Sometimes it is an idea you know is rudimentary, but you recognize your idea in it when they repeat it back to you. I always worry the easiest parts of an idea take hold and the details are forgotten, but there is the gist of what you said, coming right back at you. There is something embarrassing in the fact that I was able to relay the easy part, but not the more complex portion of what I was trying to explain.
It makes me cringe inside when people who historically are not current with educational technology all seem to embrace a component of one of my ideas. I worry that means I am Old School and not offering the newest ideas and that I may be judged for that. But part of me wonders if I am just building a bridge which only those stranded on the banks of yesteryear actual would use.
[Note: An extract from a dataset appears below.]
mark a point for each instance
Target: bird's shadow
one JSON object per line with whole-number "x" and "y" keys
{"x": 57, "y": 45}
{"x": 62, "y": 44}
That can’t be bad, can it?
Sometimes you knew it was a great idea, and you cannot help but smile when someone explains it to you since they have no idea it originated with you. I admit that I do a quick and silent route-trace to think through who actually was influenced by me. And despite my best efforts I do note whether credit travelled with the idea – not to keep score as much as to get to become better acquainted with my audience. It helps me learn the commodity at different school buildings, of different leaders, and can help me in future transactions with those people.
Occasionally, all you want is to plant the seed and allow someone else to cultivate the details which would make that idea flourish in their own environment.
And then other times, you want to present the idea from a different point of view and then allow someone else to come up with a solution.